Carwash and other activities

Washing your car on a daily basis consumes anywhere between 80 to 150 litres of water if a hose pipe is used. A community of 100 apartments having 150 cars will use up between 9000 to 13,500 litres of water a day. Car wash done once or twice a week using buckets, or a damp cloth will save significant amount of water. In large residential communities with many cars, it is important to educate cleaning personnel about the above methods to bring down water consumption to 2400 litres a day.

Another area of water wastage is front yard cleaning. If a bucket (12 to 16 litres) is used instead of a hose pipe (150 to 200 litres for 10 mins), we can save more than 90percent of water to clean our front yard. These simple daily measures will help save every drop.

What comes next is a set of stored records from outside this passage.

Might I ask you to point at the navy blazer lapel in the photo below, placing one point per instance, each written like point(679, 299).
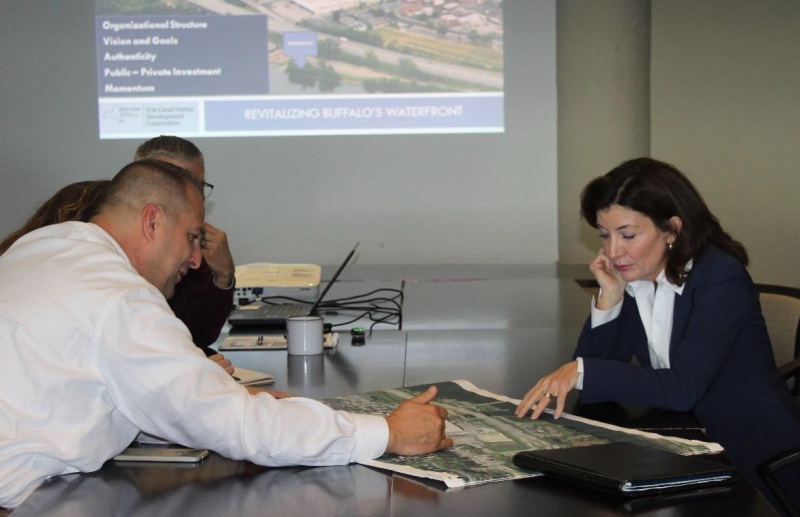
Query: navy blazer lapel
point(680, 315)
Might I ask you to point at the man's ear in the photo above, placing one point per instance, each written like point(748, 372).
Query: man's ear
point(152, 220)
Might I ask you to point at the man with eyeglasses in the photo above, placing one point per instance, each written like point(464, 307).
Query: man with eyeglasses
point(204, 298)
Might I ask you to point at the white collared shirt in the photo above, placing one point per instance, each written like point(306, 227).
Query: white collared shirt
point(656, 303)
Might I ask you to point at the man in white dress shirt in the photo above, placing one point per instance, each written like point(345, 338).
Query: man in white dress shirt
point(93, 354)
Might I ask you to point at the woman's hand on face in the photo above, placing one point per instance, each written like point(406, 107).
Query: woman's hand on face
point(612, 286)
point(556, 385)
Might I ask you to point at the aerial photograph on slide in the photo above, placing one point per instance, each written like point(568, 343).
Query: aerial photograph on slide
point(362, 46)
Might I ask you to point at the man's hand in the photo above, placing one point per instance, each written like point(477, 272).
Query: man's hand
point(415, 427)
point(217, 255)
point(224, 363)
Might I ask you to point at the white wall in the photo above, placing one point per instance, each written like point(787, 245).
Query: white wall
point(726, 110)
point(408, 199)
point(716, 95)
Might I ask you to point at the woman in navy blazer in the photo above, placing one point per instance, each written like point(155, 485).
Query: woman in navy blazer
point(676, 296)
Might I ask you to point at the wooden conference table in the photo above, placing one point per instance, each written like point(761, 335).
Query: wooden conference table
point(500, 328)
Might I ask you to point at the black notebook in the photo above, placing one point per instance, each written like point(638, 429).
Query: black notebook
point(627, 469)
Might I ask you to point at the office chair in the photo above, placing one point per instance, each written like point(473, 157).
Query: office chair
point(781, 308)
point(770, 468)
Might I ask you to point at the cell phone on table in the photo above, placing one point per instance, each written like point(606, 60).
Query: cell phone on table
point(162, 454)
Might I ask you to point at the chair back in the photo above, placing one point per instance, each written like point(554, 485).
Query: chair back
point(780, 306)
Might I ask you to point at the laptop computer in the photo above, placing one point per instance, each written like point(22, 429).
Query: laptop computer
point(274, 316)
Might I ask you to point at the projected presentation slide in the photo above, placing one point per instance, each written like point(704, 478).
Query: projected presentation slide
point(222, 68)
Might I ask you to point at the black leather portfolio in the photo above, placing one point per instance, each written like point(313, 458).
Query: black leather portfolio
point(627, 469)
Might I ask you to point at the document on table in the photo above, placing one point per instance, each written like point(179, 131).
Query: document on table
point(487, 434)
point(247, 377)
point(269, 342)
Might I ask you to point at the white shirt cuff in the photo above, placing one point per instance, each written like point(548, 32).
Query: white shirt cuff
point(373, 436)
point(601, 316)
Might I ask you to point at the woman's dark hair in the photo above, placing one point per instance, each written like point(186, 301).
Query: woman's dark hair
point(660, 191)
point(75, 202)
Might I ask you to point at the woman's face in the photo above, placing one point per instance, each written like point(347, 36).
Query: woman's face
point(636, 248)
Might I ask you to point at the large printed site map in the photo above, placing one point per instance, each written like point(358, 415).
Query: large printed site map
point(487, 434)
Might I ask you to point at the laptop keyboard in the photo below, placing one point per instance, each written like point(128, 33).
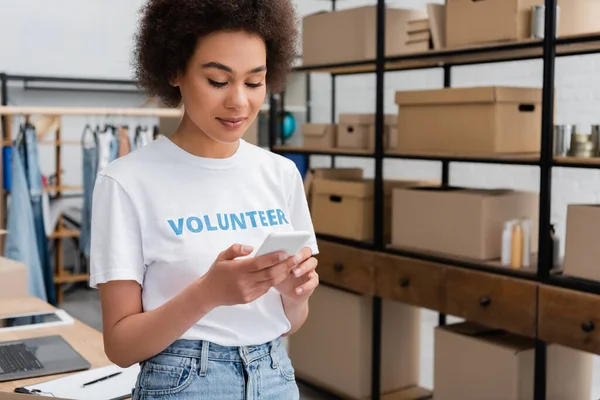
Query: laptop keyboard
point(17, 358)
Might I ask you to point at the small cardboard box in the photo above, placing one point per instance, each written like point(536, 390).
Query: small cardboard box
point(329, 173)
point(350, 34)
point(476, 120)
point(345, 208)
point(473, 362)
point(459, 221)
point(13, 279)
point(357, 131)
point(581, 243)
point(333, 347)
point(319, 136)
point(472, 22)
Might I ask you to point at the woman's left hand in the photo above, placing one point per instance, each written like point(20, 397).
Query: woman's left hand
point(303, 278)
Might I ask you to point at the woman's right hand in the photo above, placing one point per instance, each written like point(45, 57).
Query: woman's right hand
point(231, 281)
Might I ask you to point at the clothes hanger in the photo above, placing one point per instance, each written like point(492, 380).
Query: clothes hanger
point(86, 141)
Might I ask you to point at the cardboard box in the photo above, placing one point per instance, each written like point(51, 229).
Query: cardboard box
point(459, 221)
point(350, 35)
point(329, 173)
point(13, 279)
point(477, 120)
point(472, 22)
point(319, 136)
point(357, 131)
point(345, 208)
point(333, 347)
point(581, 244)
point(473, 362)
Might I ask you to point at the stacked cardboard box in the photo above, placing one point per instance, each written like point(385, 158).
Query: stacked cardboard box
point(474, 362)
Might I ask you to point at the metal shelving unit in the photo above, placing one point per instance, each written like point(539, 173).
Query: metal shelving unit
point(548, 50)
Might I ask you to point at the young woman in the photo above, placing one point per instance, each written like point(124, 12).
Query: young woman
point(175, 223)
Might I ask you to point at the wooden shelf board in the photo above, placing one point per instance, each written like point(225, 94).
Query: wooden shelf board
point(449, 259)
point(515, 157)
point(577, 160)
point(472, 54)
point(70, 278)
point(316, 151)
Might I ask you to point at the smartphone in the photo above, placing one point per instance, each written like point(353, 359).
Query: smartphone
point(290, 242)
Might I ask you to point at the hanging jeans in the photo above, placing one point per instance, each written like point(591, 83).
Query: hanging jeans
point(34, 176)
point(90, 168)
point(21, 242)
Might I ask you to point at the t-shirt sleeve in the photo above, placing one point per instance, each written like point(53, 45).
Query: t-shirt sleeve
point(116, 241)
point(298, 206)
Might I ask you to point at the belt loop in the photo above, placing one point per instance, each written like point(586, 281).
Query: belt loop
point(204, 357)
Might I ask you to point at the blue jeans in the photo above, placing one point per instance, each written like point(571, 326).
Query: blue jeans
point(191, 370)
point(90, 168)
point(34, 178)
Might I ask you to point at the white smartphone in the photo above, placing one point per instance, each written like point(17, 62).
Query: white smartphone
point(290, 242)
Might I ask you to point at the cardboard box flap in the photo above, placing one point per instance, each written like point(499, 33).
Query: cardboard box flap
point(469, 95)
point(492, 336)
point(367, 119)
point(315, 130)
point(344, 187)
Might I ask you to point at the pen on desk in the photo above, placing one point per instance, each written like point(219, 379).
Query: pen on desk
point(102, 379)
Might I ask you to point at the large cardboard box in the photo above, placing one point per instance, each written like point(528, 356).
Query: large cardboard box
point(581, 243)
point(470, 120)
point(319, 136)
point(333, 347)
point(459, 221)
point(13, 279)
point(345, 208)
point(472, 22)
point(357, 131)
point(473, 362)
point(350, 34)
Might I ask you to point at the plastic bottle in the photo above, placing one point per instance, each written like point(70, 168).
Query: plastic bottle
point(516, 254)
point(526, 227)
point(506, 242)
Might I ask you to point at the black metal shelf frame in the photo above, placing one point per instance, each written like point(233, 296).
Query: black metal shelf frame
point(545, 162)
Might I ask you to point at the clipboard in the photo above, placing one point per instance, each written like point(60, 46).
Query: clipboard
point(72, 387)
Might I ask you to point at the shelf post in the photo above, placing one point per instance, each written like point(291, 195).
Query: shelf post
point(378, 195)
point(545, 258)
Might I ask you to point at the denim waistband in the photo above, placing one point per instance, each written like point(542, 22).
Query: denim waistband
point(207, 350)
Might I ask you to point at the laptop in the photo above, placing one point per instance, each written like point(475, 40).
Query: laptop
point(36, 357)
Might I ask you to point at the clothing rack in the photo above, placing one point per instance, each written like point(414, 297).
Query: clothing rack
point(61, 276)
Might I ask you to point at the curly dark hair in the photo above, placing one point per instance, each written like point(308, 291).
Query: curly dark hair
point(169, 31)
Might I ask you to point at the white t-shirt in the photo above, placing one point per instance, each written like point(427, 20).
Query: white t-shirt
point(161, 216)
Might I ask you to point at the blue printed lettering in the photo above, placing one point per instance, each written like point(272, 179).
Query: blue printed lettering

Rainwater harvesting and aquifer recharge

Rainwater harvesting has two stages: (a) Collect as much water you can during the rainy season, so that you can use rainwater as the primary source during those months. (b) Excess water can be let out to underground pits to recharge aquifers and borewells.

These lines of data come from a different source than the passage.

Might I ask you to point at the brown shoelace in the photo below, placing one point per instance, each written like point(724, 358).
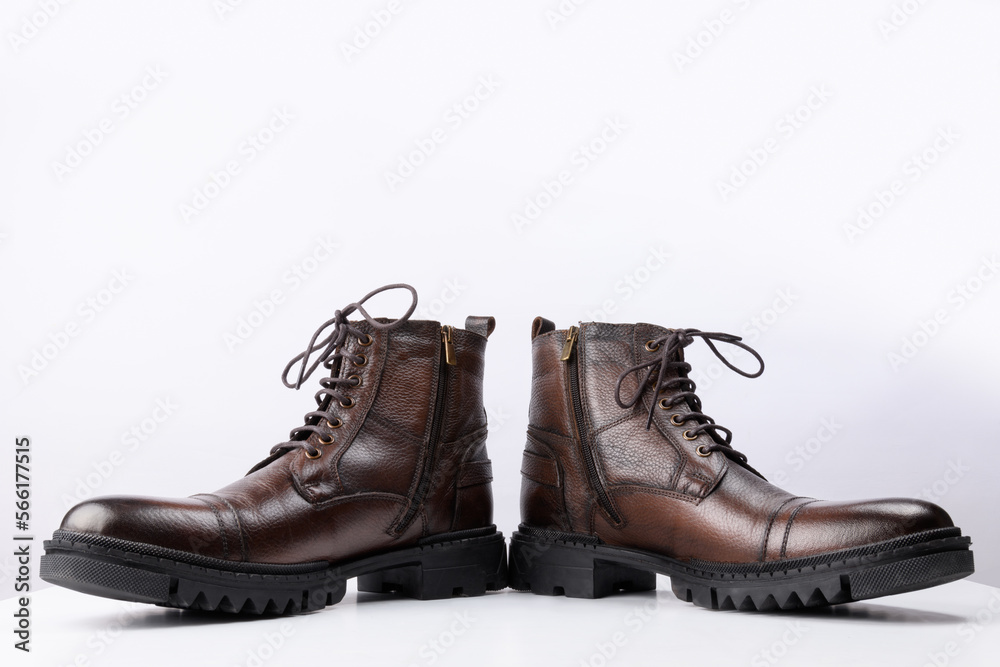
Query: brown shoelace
point(333, 389)
point(669, 359)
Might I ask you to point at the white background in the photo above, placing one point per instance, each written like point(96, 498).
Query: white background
point(886, 107)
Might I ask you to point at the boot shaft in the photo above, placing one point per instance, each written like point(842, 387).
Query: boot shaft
point(414, 425)
point(582, 445)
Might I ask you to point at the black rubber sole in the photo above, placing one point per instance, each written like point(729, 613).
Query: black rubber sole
point(549, 563)
point(448, 566)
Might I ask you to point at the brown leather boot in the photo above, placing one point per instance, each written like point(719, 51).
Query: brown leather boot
point(623, 476)
point(388, 480)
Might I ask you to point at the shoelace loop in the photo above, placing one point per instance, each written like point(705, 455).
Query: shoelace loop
point(333, 389)
point(669, 345)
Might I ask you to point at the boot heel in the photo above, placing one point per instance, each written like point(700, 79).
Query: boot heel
point(466, 567)
point(573, 570)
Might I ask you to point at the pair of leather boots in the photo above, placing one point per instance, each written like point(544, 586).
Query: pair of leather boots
point(388, 480)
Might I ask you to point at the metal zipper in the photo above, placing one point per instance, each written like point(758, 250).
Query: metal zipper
point(437, 421)
point(569, 355)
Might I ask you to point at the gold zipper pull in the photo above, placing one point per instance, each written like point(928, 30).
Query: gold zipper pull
point(571, 335)
point(449, 347)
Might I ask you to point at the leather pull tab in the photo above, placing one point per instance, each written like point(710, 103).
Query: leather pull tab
point(540, 326)
point(483, 326)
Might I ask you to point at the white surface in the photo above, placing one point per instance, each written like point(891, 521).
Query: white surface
point(831, 417)
point(509, 628)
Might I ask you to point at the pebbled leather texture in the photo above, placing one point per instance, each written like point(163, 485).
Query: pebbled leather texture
point(348, 502)
point(667, 498)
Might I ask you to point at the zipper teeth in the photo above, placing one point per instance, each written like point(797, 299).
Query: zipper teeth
point(588, 454)
point(425, 476)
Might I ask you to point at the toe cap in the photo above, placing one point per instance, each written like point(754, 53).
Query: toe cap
point(824, 526)
point(182, 524)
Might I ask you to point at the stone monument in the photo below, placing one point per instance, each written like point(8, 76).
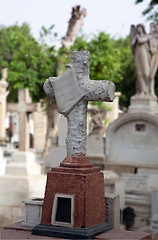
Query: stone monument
point(3, 97)
point(131, 144)
point(23, 178)
point(74, 202)
point(2, 163)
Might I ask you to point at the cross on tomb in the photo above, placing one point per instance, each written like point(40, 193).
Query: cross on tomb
point(23, 107)
point(72, 91)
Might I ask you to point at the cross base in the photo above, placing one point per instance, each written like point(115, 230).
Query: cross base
point(76, 162)
point(74, 201)
point(71, 233)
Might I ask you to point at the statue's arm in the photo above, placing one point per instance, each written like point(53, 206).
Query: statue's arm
point(48, 88)
point(133, 35)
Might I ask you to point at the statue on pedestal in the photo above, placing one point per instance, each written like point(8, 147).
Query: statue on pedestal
point(145, 50)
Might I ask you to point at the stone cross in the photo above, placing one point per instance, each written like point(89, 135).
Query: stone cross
point(23, 107)
point(72, 92)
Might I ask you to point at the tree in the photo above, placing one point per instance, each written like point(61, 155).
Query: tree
point(75, 23)
point(28, 62)
point(151, 11)
point(111, 60)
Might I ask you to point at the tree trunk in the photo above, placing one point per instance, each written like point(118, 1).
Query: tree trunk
point(75, 24)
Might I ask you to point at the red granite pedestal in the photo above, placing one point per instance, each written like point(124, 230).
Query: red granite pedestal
point(16, 231)
point(74, 200)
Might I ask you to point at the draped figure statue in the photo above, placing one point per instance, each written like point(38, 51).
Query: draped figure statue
point(145, 50)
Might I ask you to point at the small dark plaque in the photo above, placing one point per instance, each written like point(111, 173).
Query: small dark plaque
point(63, 213)
point(140, 127)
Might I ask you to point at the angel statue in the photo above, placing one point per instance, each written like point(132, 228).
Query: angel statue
point(145, 50)
point(96, 124)
point(153, 42)
point(140, 48)
point(4, 74)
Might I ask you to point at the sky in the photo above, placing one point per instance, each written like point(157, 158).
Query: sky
point(112, 16)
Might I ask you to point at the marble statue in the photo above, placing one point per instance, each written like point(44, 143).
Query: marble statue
point(96, 124)
point(153, 41)
point(4, 74)
point(72, 91)
point(145, 49)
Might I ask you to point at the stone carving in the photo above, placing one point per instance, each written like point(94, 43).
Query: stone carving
point(145, 49)
point(4, 74)
point(153, 41)
point(96, 123)
point(72, 92)
point(3, 96)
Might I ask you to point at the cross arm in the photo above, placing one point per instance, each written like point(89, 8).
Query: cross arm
point(100, 90)
point(48, 88)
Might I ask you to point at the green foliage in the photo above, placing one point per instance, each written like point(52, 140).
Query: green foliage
point(151, 11)
point(28, 62)
point(111, 60)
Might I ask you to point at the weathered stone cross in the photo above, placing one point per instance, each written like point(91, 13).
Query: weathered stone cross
point(72, 92)
point(23, 107)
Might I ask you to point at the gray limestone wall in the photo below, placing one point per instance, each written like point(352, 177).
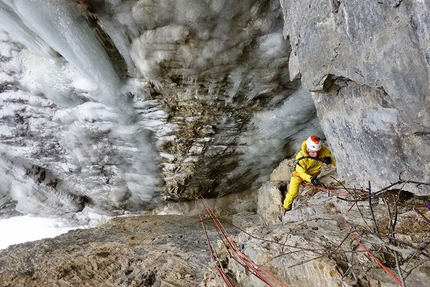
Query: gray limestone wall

Saving and reusing of domestic grey water

Treated domestic grey water plays a very important role in reducing our water footprint. If a proper STP system is set up and water quality is maintained, this water can be used for toilet flushing and gardening purposes. Toilet flushing consumes close to 50 percent of daily water usage, and if properly treated grey water is used, it will reduce freshwater consumption.

Is all this possible?

Yes it is.  At Purva Vantage, a community of 76 flats in Bangalore, we have adopted all possible measures to save every drop of water. With our efforts, the consumption levels have been brought down by as much as 40 percent. Along with reusing grey water for secondary purposes, like flushing and gardening, a rainwater storage system has been set up to collect every drop of water to be reused within the apartment. All apartments have implemented low flow aerators for taps to save a significant amount of water.
If citizen efforts to save water are stepped up and if government authorities conduct regular audits of rainwater harvesting compliance, it is possible for Bangalore to develop alternative water sources and insure itself against water shortage.

Shashidhara is the founder of EverythingECO, a startup focused on sustainability solutions and water technologies. He is an active cyclist and recently won the NIP award to enable cycling infrastructure in HSR Layout in Bangalore.